Still, some industry experts characterize the current downtrend in bankruptcy filings as a lull before the storm, pointing to the dynamic following the Great Recession, which saw filings peak around two years after the outbreak of the crisis.
There were 682,363 bankruptcy filings in the 12-month period ending on June 30 of this year compared to 773,361 cases in the year ending in June 2019, according to statistics released on July 29 by the Administrative Office of the U.S. Courts. While business filings stayed nearly identical at 22,482 in the year ending in June 2020, compared to 22,483 in the year ending in June 2019, personal bankruptcies fell by 12.1 percent.
Figures released in June (xlsx) by the American Bankruptcy Institute (ABI), which looks at filings submitted so far in 2020 set against the comparable year-to-date period in 2019, show a 23-percent drop in total bankruptcy filings.
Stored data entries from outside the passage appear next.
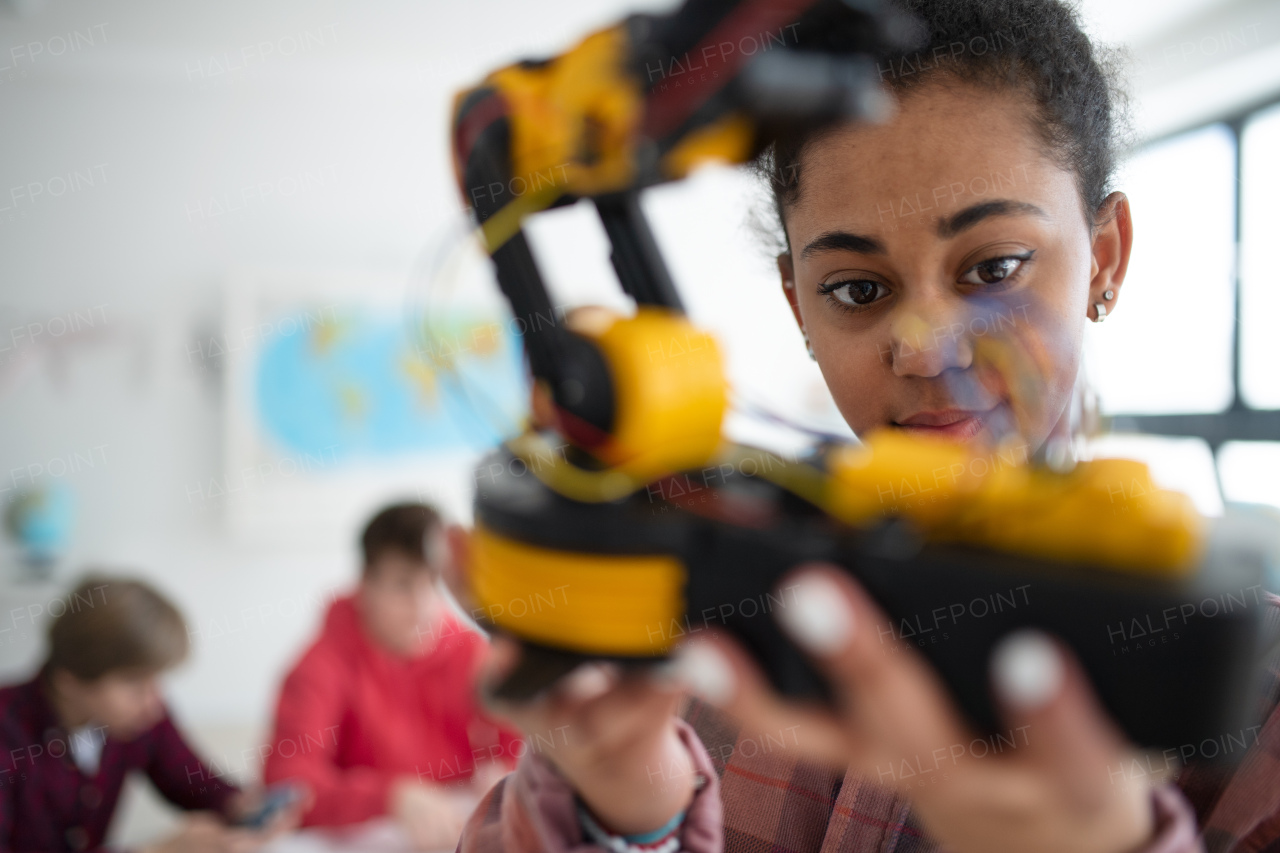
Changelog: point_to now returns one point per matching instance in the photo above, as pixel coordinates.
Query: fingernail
(818, 617)
(704, 670)
(589, 680)
(1027, 669)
Yet filings in June compared to May grew by 6 percent month-over-month, according to ABI, reinforcing the theme that as the pandemic drags on, the downtrend in bankruptcies is likely to reverse, with the current phase being the calm before the storm.
“The market is anticipating a wave of new filings related to the high unemployment rate,” said Chris Kruse, senior vice president at Epiq AACER, a legal services company, in a statement. “However, we expect to see overall filings continue to trend down until the government programs that inject liquidity into the economy for companies and individuals come to an end.”
Epiq, in a recent statistical release on bankruptcies, noted that commercial Chapter 11 filings are up 43 percent over June of last year, with 609 new filings in June 2020 compared to 424 in June 2019. For the first half of 2020, Chapter 11 filings are up 26 percent compared to the same period in 2019.
“As expected, U.S. companies are seeking bankruptcy protection while the markets are recovering from the early stages of the global pandemic,” said Deirdre O’Connor, managing director for corporate restructuring at Epiq. “In challenging economic environments, companies attempt to file at the right time to capture the best outcomes at the end of the lengthy process.”
The U.S. Courts figures on Chapter 11 filings, which are typically used to reorganize a business, indicate a 5-percent increase in the 12-month period ending in June 2020 compared to a year earlier, with 7,355 cases versus 7,007 in the 12 months ending in June 2019.
For staving off the expected wave of bankruptcies, industry advisers have broadly credited government stimulus, which has stabilized the economy and credit markets, as well as moves by businesses to raise cash by issuing new bonds and drawing down lines of credit. Also, the increase in business activity as parts of the country reopen have injected much-needed cash for companies to service debts. A significant COVID-19 surge could see rollbacks of reopenings and translate into a wave of bankruptcies, experts fear.
History also shows that bankruptcy filings tend to rise gradually after the start of an economic downturn, with new filings escalating over a two-year period following the Great Recession before peaking in 2010.
“Trends from the Great Recession, together with the current moratoriums on collection actions, all point toward consumer bankruptcy filings beginning to markedly increase at the end of 2020 or the first quarter of 2021,” wrote Dennis J. LeVine, a partner at Kelley Kronenberg, a business law firm, in a guest column for the Tampa Bay Business Journal.
“Bankruptcy filings should then continue rising over the next two years. It will be interesting to see whether this increase in bankruptcy filings prompts Congress to amend the Bankruptcy Code to provide consumers, as well as businesses, with additional relief,” LeVine wrote.